A Johnson & Johnson (NYSE:JNJ) subsidiary won a round in its lawsuit against a former sales rep who quit to work for rival Globus Medical (NYSE:GMED) when a Pennsylvania appeals court sent the case back down for reconsideration.
Synthes USA sued Globus and Peter Harrison for breach of contract in 2012, after Harrison quit to go to work for Globus. The lawsuit alleges that Harrison broke the confidentiality and non-compete clauses in his contract with Synthes by using confidential information from Synthes to lure customers to Globus. Harrison argues that a lawsuit he filed in California, where he worked for Synthes, supersedes the Pennsylvania case.
The Chester County Court of Common Pleas denied a Synthes bid for a preliminary injunction to prevent any further occurrence of the alleged contract violations.
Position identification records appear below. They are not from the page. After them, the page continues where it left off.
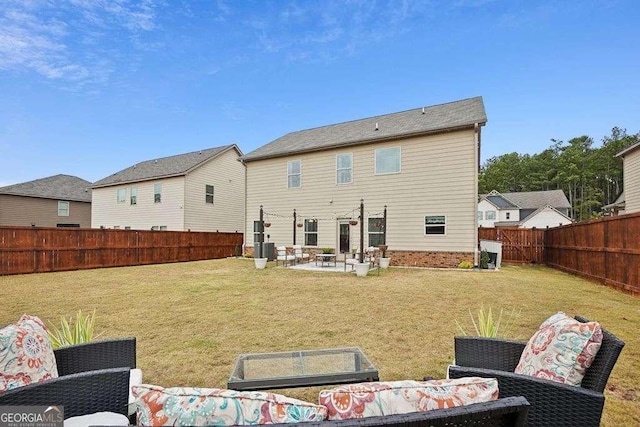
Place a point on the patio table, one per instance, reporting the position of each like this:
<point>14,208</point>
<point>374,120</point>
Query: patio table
<point>304,368</point>
<point>326,258</point>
But the Pennsylvania Superior Court ruled Dec. 24 that the lower court erred in its reading of Harrison’s contract with Synthes, which explicitly states that any legal disputes be heard in Pennsylvania, according to court documents.
"The phrase at issue is ‘Pennsylvania law.’ Immediately following that phrase is the clause ‘applicable to contracts entered into and performed in Pennsylvania.’ This clause plainly contains qualifying words that constitute a limitation," according to the documents "Thus, the phrase ‘Pennsylvania law’ is unequivocally qualified by the subsequent clause ‘applicable to contracts entered into and performed in Pennsylvania.’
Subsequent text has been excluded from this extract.